Eine kritische Tiefe
Nach dem Gottesdienst wurde auf dem Domplatz gefeiert – und auch zahlreiche Gruppen nutzten die Gelegenheit, sich zu präsentieren. Darunter war erstmals auch Maria 2.0. Der Stand der Frauen war mit Auszügen aus den Handlungstexten des Synodalen Weges geschmückt, außerdem konnte, wer wollte, einen Segenswunsch notieren. Der Synodale Weg sei eine „tolle, wichtige, aber auch fragile Sache“, sage Monika Humpert, Gründungsmitglied von Maria 2.0 Frankfurt. Den Frauen sei es wichtig, zu zeigen, dass sie aus der Mitte der Gesellschaft und der Mitte der Kirche kommen. Entsprechend suchten sie beim Stadtkirchenfest offen das Gespräch mit den Besucherinnen und Besuchern.

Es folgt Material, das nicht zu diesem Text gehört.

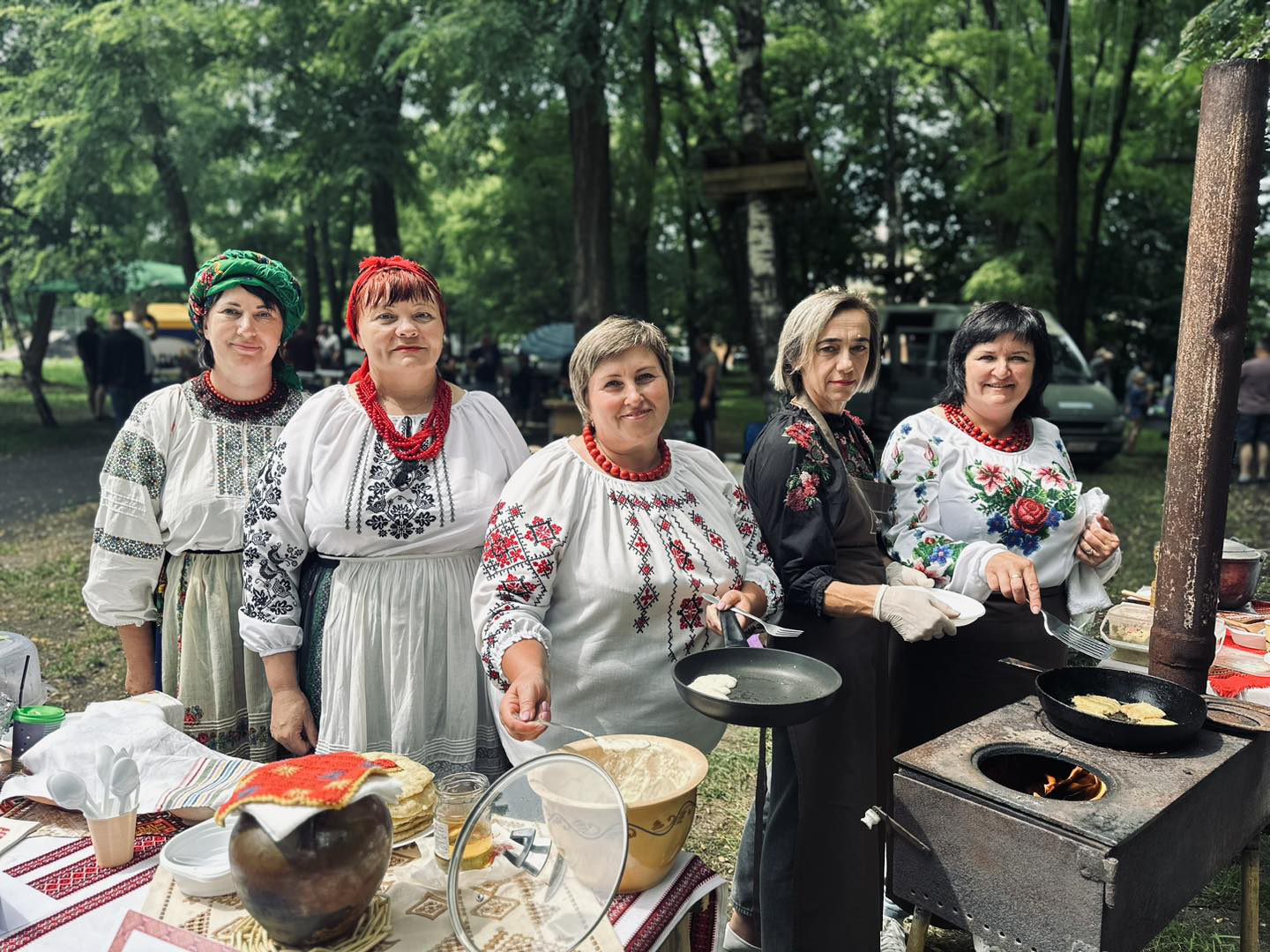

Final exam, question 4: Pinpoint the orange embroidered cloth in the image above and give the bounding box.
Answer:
[216,751,400,826]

Viele, die am Stand stehen blieben, freuten sich, dass durch die kritischen Stimmen von Maria 2.0 das Fest auch eine kirchenpolitische Tiefe bekam.
Segne uns mit deinem Mut zum Aufbruch
Predigt zum Bartholomäusfest von Marianne Brandt, Vorsitzende der Stadtversammlung Frankfurter Katholikinnen und Katholiken, und Stadtdekan Johannes zu Eltz
Marianne Brandt: Von Begegnungen, die unter die Haut gehen, und vom Aufbruch des Natanael ist im heutigen Evangelium die Rede.
Direkt vor dieser Stelle berichtet der Evangelist Johannes von den Berufungen der ersten Jünger Jesu: Sie hören, sehen und folgen Jesus. Fertig. Bei der Berufung des Natanael wird dieses Muster durchbrochen. Philippus‘ Fingerzeig folgt Natanael zunächst nicht. Er zweifelt: Kann denn aus Nazareth etwas Gutes kommen? Was bewegt ihn, den Kenner der Schrift, der seinen Platz unter den großen, schützenden Blättern des Feigenbaums wählte, schließlich doch, diese Sicherheit und seine Position aufzugeben, um aufzubrechen?
Erstens: Be-Gegnung. In diesem Wort steckt das, was notwendig ist, um aus einem beiläufigen, belanglosen Treffen mehr zu machen: Ein Gegenüber. Gegenseitiges Sehen, Hören und Interesse sind Voraussetzungen, um sich zu erkennen und miteinander verbunden zu wissen. Wir nehmen einander wahr, gehen aufeinander zu und gelangen zu inniger Begegnung.
Zu dieser Erfahrung lädt Philippus Natanael ein: Komm und sieh. Überzeug dich selbst.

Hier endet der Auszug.